"Dziś około godz. 10.00 5 osób w pomarańczowych kamizelkach (...) przykleiło się do jezdni w Bramie 7 na rogu ul. Siwca i Wybrzeża Szczecińskiego, którą na Stadion Narodowy wjeżdżała Taylor Swift na swój koncert w Warszawie" - podało w komunikacie Ostatnie Pokolenie.

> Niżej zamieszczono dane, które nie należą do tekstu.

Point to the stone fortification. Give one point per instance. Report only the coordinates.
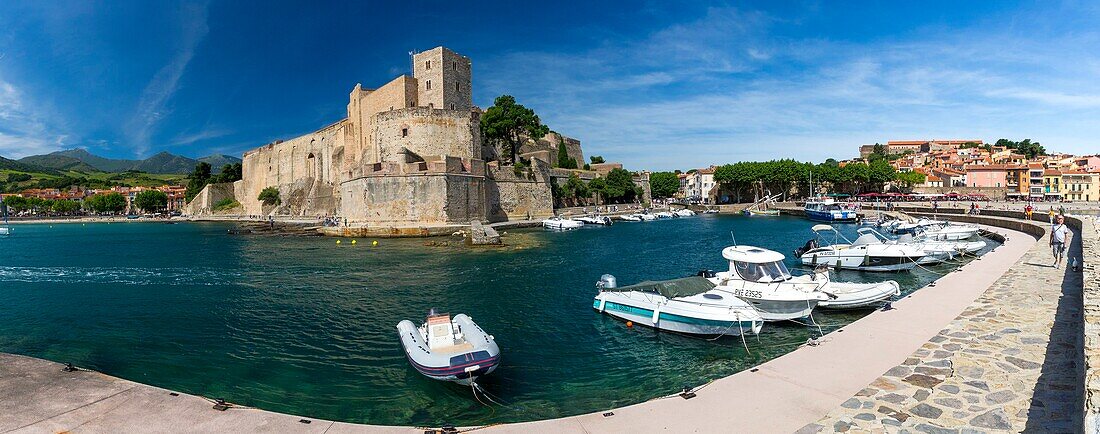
(408, 154)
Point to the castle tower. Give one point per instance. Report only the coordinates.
(443, 79)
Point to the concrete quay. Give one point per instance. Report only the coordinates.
(789, 393)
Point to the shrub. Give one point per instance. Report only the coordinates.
(270, 196)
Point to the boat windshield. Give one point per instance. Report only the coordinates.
(762, 273)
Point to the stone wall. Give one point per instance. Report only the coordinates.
(1090, 251)
(413, 199)
(427, 132)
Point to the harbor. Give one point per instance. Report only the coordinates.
(913, 335)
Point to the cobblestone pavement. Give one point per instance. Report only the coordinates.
(1007, 364)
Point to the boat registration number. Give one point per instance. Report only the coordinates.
(747, 292)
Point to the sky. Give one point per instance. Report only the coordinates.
(658, 85)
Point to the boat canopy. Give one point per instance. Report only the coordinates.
(750, 254)
(671, 289)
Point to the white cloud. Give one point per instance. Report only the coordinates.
(152, 107)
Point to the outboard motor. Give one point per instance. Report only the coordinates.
(812, 244)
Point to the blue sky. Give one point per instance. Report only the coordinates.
(655, 85)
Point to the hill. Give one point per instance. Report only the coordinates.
(85, 162)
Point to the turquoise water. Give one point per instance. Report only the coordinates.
(305, 326)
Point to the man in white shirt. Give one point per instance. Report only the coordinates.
(1059, 238)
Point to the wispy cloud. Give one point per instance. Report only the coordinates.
(22, 131)
(723, 88)
(152, 107)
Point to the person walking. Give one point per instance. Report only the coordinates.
(1059, 238)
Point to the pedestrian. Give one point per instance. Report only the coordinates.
(1059, 238)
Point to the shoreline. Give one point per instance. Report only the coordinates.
(773, 382)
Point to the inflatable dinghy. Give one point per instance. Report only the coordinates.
(449, 349)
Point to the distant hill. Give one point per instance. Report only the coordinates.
(162, 163)
(7, 164)
(219, 159)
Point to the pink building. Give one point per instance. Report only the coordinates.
(987, 176)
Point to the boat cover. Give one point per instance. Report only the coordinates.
(671, 289)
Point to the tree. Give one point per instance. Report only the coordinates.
(663, 184)
(506, 123)
(619, 186)
(197, 180)
(270, 196)
(151, 200)
(563, 159)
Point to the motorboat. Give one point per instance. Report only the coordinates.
(449, 348)
(855, 296)
(829, 210)
(690, 305)
(867, 253)
(947, 232)
(602, 220)
(935, 252)
(759, 277)
(561, 224)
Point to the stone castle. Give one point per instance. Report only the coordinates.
(409, 153)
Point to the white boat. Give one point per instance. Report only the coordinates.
(829, 210)
(561, 224)
(449, 349)
(867, 253)
(691, 305)
(947, 232)
(602, 220)
(759, 277)
(856, 296)
(934, 251)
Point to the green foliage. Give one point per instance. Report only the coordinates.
(151, 200)
(227, 203)
(506, 123)
(619, 187)
(663, 184)
(103, 203)
(19, 177)
(1031, 149)
(197, 180)
(270, 196)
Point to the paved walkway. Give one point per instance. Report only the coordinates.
(1008, 363)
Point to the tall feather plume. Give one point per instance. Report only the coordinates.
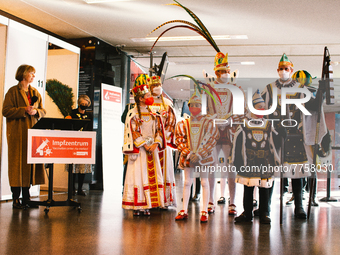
(198, 31)
(198, 87)
(199, 23)
(203, 31)
(173, 21)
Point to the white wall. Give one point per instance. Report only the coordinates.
(62, 65)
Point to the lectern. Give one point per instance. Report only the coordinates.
(53, 140)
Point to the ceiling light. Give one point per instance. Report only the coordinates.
(188, 38)
(102, 1)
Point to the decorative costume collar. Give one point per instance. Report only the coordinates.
(287, 84)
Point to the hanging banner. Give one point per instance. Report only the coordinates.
(63, 147)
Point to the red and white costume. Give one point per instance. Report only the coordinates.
(143, 188)
(166, 156)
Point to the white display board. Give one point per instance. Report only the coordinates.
(112, 138)
(24, 46)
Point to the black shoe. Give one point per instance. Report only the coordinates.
(17, 204)
(81, 193)
(243, 218)
(290, 201)
(265, 220)
(221, 200)
(254, 202)
(314, 203)
(196, 197)
(300, 213)
(27, 204)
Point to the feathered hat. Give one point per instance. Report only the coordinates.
(221, 62)
(302, 77)
(257, 98)
(141, 86)
(154, 80)
(195, 99)
(284, 61)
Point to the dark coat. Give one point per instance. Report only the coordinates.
(18, 122)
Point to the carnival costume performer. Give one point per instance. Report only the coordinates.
(297, 146)
(143, 138)
(163, 107)
(224, 144)
(195, 139)
(254, 156)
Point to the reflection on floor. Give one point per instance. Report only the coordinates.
(104, 228)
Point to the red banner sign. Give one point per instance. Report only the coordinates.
(112, 96)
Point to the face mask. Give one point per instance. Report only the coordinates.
(157, 91)
(195, 110)
(225, 77)
(149, 101)
(259, 116)
(284, 75)
(83, 107)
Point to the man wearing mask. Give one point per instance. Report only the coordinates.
(295, 151)
(224, 144)
(163, 107)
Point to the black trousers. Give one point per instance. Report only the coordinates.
(264, 201)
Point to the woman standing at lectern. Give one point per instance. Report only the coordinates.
(22, 108)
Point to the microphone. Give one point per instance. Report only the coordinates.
(33, 100)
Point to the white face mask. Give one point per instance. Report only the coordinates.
(225, 77)
(157, 91)
(284, 75)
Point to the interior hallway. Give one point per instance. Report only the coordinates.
(103, 227)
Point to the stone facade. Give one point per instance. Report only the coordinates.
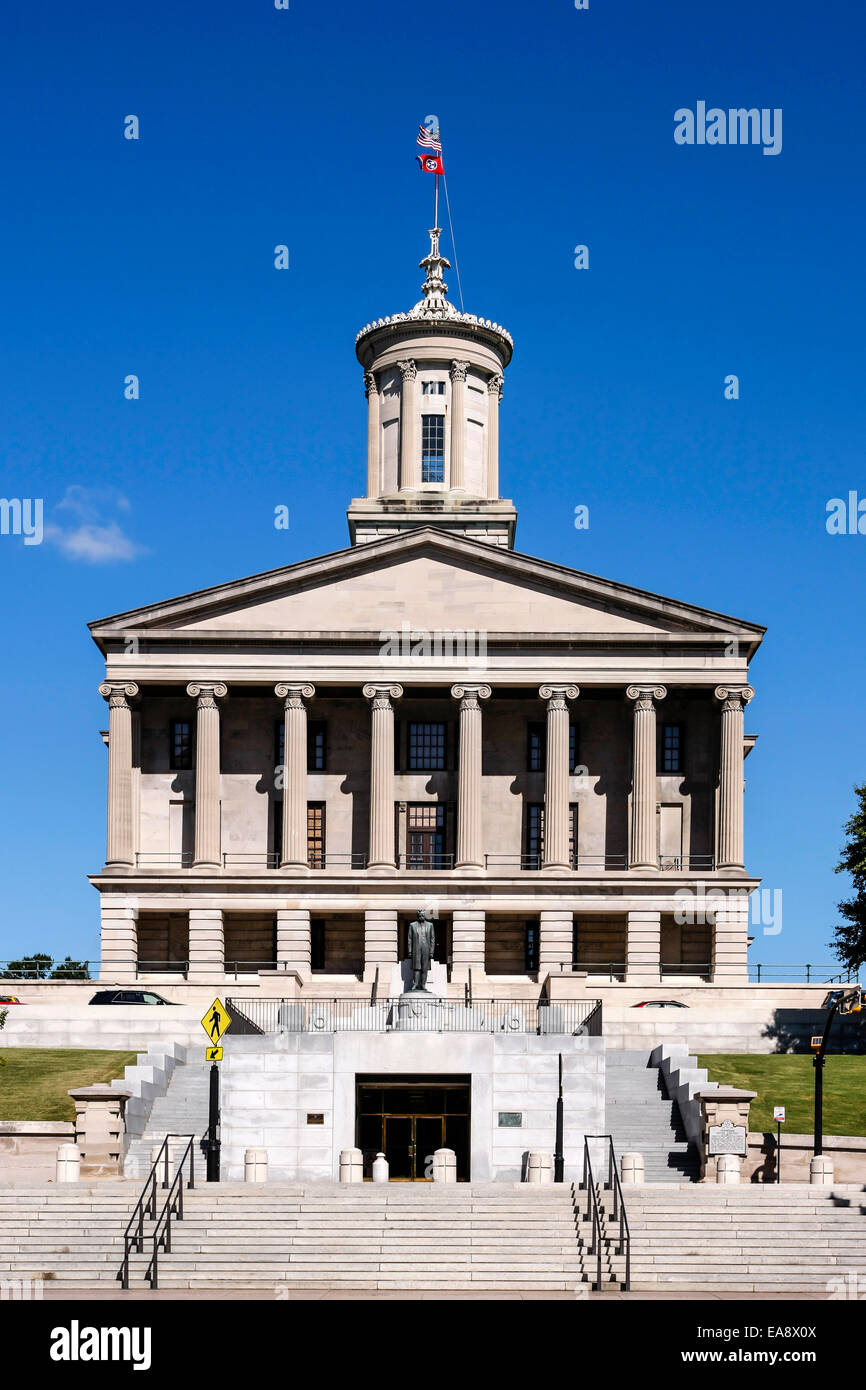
(300, 759)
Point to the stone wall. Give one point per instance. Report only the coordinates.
(271, 1084)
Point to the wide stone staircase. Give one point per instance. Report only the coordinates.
(278, 1236)
(642, 1119)
(745, 1239)
(182, 1109)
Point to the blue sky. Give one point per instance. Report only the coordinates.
(263, 127)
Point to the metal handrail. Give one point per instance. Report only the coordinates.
(174, 1207)
(592, 1212)
(146, 1205)
(613, 1184)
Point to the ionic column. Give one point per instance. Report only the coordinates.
(470, 851)
(644, 852)
(730, 849)
(381, 774)
(207, 770)
(644, 947)
(206, 943)
(409, 432)
(118, 938)
(458, 423)
(467, 944)
(374, 478)
(293, 849)
(494, 388)
(381, 940)
(556, 776)
(120, 848)
(293, 938)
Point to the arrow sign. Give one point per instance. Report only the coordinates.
(216, 1022)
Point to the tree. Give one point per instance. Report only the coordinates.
(70, 969)
(29, 968)
(850, 936)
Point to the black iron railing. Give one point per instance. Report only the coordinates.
(134, 1236)
(620, 1243)
(413, 1014)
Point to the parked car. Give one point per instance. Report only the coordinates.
(659, 1004)
(128, 997)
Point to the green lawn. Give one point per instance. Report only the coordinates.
(34, 1080)
(786, 1079)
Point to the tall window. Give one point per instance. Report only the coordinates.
(316, 834)
(672, 748)
(534, 834)
(317, 944)
(426, 748)
(424, 836)
(537, 747)
(433, 448)
(316, 745)
(530, 947)
(181, 744)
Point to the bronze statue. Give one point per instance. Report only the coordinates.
(421, 947)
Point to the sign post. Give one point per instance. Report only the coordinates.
(779, 1115)
(216, 1022)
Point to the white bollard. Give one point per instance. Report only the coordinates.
(820, 1171)
(68, 1164)
(380, 1169)
(445, 1165)
(350, 1165)
(256, 1165)
(540, 1168)
(634, 1168)
(727, 1168)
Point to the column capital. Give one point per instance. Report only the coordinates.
(734, 697)
(381, 695)
(207, 692)
(558, 695)
(644, 697)
(292, 694)
(469, 695)
(118, 692)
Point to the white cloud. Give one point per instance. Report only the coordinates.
(89, 533)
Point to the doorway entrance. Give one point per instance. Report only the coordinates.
(409, 1118)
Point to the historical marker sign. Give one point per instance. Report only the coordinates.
(727, 1139)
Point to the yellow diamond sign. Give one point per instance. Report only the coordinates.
(216, 1022)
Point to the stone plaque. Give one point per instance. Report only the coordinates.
(727, 1139)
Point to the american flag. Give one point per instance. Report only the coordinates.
(430, 139)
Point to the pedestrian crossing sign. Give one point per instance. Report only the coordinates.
(216, 1022)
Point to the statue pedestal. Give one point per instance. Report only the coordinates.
(437, 979)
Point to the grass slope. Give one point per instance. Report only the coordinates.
(784, 1079)
(34, 1080)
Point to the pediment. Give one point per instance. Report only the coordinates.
(430, 581)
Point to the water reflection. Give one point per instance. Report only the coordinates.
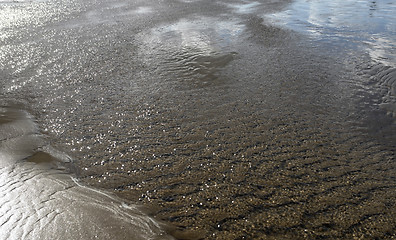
(40, 201)
(192, 50)
(347, 23)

Aktywiści dodali, że blokują wjazd czarnej furgonetki z obstawą ochroniarską. Mieli też obsypać wjazd pomarańczowym proszkiem i trzymali baner z napisem "Nie stać nas na superbogaczy". Jak wyjaśnili, hasło to odnosi się do tego, że "1% najbogatszych ludzi na świecie, miliarderów jak Taylor, odpowiada za tyle samo emisji CO2, co najbiejdniejsze 2/3 ludzkości, czyli 5 miliardów ludzi".
O zdarzenie zapytaliśmy policję. Funkcjonariusze otrzymali zgłoszenie o aktywistach, którzy pojawili się na jezdni w okolicy Stadionu Narodowego. - Zostali bezpiecznie usunięci z jezdni, a następnie wylegitymowani w bezpiecznym miejscu - poinformowała podinsp. Joanna Węgrzyniak z Komendy Rejonowej Policji Warszawa VII.
Seria akcji obywatelskiego oporu
W połowie lipca aktywiści pojawili się na Marszałkowskiej, moście Świętokrzyskim, w alei Jana Pawła II. W ubiegłym tygodniu blokowali Czerniakowską, Wał Miedzeszyński w okolicy mostu Siekierkowskiego, a wcześniej jezdnię alei Wilanowskiej przy Galerii Mokotów.
- Naszym celem jest najdłuższa w Polsce seria akcji obywatelskiego oporu wobec zapaści klimatycznej. Jednocześnie żądamy od premiera Donalda Tuska wystosowania publicznego oświadczenia, zobowiązującego do realizacji naszych postulatów, czyli przesunięcia 100 procent środków z nowych autostrad na regionalny transport publiczny oraz wprowadzenia biletu miesięcznego na transport regionalny w całym kraju za 50 złotych - tłumaczył przedstawiciel organizacji podczas konferencji prasowej przed jednym z protestów.
Dlaczego Ostatnie Pokolenie protestuje
Aktywiści i aktywistki pojawiają się na głównych stołecznych arteriach, ich blokady są zazwyczaj krótkie, ale wywołują emocje. Są szczególnie uciążliwe, bo odbywają się zwykle w porannym szczycie.
Ostatnie Pokolenie to kampania obywatelska, której członkowie i członkinie chcą zmusić rząd, żeby zaczął - jak mówią - poważnie traktować zdrowie i bezpieczeństwo obywateli w czasach zagrożonych zapaścią klimatyczną. Rozpoczęli działania w Polsce na początku marca. W kwietniu tego roku przeprowadzili kilka blokad ruchu. Siadali na jezdniach stołecznych mostów, ale również na Marszałkowskiej oraz w Alejach Jerozolimskich. Przyklejali się do asfaltu. Zazwyczaj blokady były natychmiast przerywane przez policję, która wynosi aktywistów.
Członkinie tej organizacji są też odpowiedzialne za oblanie pomnika warszawskiej Syreny farbą oraz zakłócenie koncertu w Filharmonii Narodowej.